HDSC Winter’23 Premiere Project
A Project by Team ARIMA
Introduction
A high-risk pregnancy poses a serious threat to the health of the mother and her unborn child, often necessitating specialized medical attention. Some pregnancies become high-risk as they progress, while others involve increased risk factors even before conception. Early and consistent prenatal care can greatly improve the chances of a healthy pregnancy and delivery. However, a shortage of medical experts, exacerbated by population growth, particularly in developing countries like India, leaves many lower or middle-income women without proper healthcare or awareness about potential pregnancy complications, especially in rural areas. Additionally, the fear of unnecessary and costly medical tests prescribed by doctors further compounds these issues.
Aims and Objectives
The project’s goal is to create a machine learning model and a web application for predicting the risk level in pregnant patients. The dataset includes various factors impacting patient health, and the objective is to classify patients into low, medium, or high-risk categories for pregnancy complications. This will be accomplished by training the machine learning model using historical patient records that incorporate diverse features.
Methodology
This flowchart provides a comprehensive overview of the entire machine learning project lifecycle. It begins with data collection and cleaning, progresses through model training and evaluation, and concludes with model deployment.
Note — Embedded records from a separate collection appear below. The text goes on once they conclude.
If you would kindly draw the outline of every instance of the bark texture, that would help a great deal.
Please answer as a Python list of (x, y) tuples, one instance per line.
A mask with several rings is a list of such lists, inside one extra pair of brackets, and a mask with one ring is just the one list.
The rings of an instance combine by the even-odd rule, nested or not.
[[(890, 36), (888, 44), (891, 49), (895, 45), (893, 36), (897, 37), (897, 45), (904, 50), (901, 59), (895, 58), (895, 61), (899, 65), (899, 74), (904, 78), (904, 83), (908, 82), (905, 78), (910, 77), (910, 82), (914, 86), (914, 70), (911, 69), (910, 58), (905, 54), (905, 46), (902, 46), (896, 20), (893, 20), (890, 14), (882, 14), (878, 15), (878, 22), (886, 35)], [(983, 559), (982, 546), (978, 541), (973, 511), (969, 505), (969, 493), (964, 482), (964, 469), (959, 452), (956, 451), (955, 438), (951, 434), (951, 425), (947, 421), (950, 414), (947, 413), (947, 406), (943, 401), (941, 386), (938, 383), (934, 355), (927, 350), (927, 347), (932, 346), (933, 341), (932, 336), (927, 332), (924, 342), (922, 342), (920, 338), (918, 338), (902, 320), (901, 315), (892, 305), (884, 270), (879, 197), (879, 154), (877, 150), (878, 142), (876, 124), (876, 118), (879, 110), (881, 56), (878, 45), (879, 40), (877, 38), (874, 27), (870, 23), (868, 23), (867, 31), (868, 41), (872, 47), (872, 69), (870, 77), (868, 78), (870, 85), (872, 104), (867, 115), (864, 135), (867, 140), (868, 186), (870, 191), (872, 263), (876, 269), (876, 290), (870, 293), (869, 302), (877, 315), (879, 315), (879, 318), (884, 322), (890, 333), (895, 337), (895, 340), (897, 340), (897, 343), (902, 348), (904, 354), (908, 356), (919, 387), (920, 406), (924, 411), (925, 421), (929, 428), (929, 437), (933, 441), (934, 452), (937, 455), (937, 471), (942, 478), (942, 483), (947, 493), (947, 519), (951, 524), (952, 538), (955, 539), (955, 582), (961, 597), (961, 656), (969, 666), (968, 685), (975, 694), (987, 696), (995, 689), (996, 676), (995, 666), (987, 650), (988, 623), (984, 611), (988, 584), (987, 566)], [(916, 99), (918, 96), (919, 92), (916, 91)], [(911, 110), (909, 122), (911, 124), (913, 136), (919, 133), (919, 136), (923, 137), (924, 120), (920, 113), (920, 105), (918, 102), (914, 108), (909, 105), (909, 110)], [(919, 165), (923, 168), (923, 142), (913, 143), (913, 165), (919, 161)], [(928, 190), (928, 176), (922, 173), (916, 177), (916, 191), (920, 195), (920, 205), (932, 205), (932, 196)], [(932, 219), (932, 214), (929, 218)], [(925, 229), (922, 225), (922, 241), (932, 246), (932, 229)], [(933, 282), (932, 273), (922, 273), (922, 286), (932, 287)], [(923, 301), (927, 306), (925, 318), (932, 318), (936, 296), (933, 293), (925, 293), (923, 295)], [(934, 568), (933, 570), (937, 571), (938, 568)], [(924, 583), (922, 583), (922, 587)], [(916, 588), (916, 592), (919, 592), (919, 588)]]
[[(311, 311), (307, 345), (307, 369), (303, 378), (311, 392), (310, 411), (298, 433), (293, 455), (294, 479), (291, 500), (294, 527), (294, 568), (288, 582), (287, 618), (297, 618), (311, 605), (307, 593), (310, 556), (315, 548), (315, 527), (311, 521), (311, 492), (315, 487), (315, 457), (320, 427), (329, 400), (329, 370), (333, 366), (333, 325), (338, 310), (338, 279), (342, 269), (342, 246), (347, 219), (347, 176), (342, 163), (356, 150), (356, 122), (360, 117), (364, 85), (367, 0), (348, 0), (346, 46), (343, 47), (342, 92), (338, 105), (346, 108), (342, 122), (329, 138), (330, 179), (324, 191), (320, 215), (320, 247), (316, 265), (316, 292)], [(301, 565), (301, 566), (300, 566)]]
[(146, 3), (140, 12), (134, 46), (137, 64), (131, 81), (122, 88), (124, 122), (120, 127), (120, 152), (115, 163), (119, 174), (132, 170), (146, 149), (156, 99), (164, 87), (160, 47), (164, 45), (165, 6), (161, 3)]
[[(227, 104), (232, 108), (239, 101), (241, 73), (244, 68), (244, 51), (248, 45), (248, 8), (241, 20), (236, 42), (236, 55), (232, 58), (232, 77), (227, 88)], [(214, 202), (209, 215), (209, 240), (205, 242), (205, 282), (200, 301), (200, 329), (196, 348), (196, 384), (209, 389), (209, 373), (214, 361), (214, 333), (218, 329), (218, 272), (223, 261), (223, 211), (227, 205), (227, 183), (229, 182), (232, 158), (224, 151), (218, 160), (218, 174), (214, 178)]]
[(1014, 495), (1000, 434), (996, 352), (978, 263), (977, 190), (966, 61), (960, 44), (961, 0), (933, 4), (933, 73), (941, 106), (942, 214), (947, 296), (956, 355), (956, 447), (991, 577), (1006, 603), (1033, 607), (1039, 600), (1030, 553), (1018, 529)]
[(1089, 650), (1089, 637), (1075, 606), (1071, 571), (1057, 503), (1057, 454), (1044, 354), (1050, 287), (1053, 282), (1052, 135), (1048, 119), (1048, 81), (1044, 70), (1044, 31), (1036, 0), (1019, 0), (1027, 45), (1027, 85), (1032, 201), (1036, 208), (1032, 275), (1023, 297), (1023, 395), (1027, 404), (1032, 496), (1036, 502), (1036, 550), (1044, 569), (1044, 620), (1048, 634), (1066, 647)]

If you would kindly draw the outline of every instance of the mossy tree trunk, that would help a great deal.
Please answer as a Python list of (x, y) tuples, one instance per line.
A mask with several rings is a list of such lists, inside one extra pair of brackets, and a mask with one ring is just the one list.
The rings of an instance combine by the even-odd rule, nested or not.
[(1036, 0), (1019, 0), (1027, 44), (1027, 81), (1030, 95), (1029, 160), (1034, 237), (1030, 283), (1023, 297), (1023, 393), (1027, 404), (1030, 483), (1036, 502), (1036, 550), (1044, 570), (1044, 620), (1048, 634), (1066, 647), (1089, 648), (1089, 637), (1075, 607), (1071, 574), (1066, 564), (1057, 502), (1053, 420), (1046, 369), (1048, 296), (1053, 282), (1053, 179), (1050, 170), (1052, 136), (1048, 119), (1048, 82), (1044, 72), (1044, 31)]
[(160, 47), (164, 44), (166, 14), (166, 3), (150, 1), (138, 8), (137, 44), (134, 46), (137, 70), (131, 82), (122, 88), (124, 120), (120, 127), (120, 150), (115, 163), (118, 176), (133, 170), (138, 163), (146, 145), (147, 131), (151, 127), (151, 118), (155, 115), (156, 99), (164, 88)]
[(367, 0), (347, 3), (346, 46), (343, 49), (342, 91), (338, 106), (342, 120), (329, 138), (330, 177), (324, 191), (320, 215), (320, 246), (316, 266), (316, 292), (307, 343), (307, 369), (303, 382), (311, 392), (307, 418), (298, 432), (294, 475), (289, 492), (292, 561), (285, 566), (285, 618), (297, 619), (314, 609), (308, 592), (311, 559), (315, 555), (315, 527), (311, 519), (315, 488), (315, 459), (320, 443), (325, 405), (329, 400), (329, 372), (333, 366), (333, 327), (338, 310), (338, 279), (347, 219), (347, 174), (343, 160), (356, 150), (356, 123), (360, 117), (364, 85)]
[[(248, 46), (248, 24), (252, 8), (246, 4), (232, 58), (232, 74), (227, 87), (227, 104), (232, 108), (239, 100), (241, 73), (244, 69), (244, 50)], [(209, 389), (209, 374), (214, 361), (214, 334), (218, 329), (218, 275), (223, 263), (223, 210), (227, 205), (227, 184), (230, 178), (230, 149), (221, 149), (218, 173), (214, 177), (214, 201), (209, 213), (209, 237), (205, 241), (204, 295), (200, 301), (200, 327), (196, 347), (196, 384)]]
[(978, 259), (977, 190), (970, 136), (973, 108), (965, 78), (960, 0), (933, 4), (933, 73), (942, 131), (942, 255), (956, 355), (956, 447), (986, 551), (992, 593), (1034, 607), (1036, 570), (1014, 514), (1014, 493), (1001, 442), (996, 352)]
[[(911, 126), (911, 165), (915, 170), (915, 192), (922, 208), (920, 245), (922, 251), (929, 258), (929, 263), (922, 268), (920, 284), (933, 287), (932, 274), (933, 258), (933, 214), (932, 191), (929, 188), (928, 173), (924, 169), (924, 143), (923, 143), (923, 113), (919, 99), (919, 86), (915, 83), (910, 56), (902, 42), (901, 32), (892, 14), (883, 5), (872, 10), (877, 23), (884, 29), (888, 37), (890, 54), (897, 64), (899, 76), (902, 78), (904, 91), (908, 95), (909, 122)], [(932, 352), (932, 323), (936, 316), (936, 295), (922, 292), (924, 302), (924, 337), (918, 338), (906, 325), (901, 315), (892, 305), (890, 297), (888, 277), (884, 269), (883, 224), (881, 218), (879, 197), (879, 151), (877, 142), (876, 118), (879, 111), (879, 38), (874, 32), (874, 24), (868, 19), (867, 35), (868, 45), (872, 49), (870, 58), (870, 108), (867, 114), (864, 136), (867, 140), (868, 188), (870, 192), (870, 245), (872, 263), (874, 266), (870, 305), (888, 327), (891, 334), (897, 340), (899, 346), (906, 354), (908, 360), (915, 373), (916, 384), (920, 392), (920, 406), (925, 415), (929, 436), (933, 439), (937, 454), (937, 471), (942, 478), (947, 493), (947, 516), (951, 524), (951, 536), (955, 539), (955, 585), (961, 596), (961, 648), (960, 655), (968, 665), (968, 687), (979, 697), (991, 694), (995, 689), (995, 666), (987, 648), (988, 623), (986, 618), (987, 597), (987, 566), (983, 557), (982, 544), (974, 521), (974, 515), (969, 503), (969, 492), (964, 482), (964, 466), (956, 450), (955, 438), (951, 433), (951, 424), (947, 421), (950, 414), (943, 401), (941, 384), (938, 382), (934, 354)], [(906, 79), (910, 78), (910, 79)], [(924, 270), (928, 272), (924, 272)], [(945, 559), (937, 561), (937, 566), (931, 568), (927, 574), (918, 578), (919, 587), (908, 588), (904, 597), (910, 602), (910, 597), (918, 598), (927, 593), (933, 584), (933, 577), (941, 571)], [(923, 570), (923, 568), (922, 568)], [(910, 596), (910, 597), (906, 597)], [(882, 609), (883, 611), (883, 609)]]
flowchart showing the whole process of ML project
Step1: Data Description
An open-source data obtained from Kaggle was used, it can be accessed via the link below:
https://www.kaggle.com/datasets/csafrit2/maternal-health-risk-data?resource=dow nload
Data has been collected from different hospitals, community clinics, maternal health cares through the IoT based risk monitoring system.
- Age: Age in years when a woman is pregnant.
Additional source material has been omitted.